GLM-4 by zai-org

Open multilingual multimodal chat LMs for dialogue, reasoning, and rumination

Created 1 year ago

7,025 stars

Top 7.2% on SourcePulse

View on GitHub

1 Expert Loves This Project

Yaowei Zheng

Author of LLaMA-Factory

Project Summary

The GLM-4 series offers open-source, multilingual, multimodal chat Large Language Models (LLMs) designed for dialogue, reasoning, and agent tasks. Targeting researchers and developers, these models provide competitive performance against leading proprietary models, with a focus on user-friendly local deployment and extended context capabilities.

How It Works

The GLM-4 models are built on a foundation of extensive pre-training (up to 15T tokens) incorporating reasoning-focused synthetic data.
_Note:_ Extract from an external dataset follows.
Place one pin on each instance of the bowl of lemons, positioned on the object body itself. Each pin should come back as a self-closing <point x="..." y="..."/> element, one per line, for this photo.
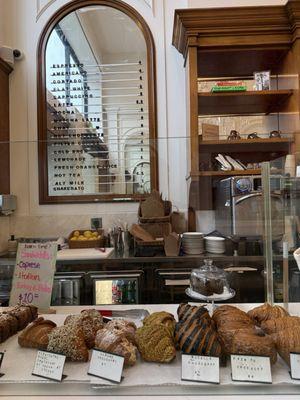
<point x="82" y="239"/>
Post-training employs human preference alignment for dialogue, alongside techniques like rejection sampling and reinforcement learning to enhance instruction following, code generation, and function calling. Specialized variants like GLM-Z1-Rumination-32B-0414 utilize scaled end-to-end reinforcement learning with rubric-graded responses and tool usage for complex, open-ended problem-solving.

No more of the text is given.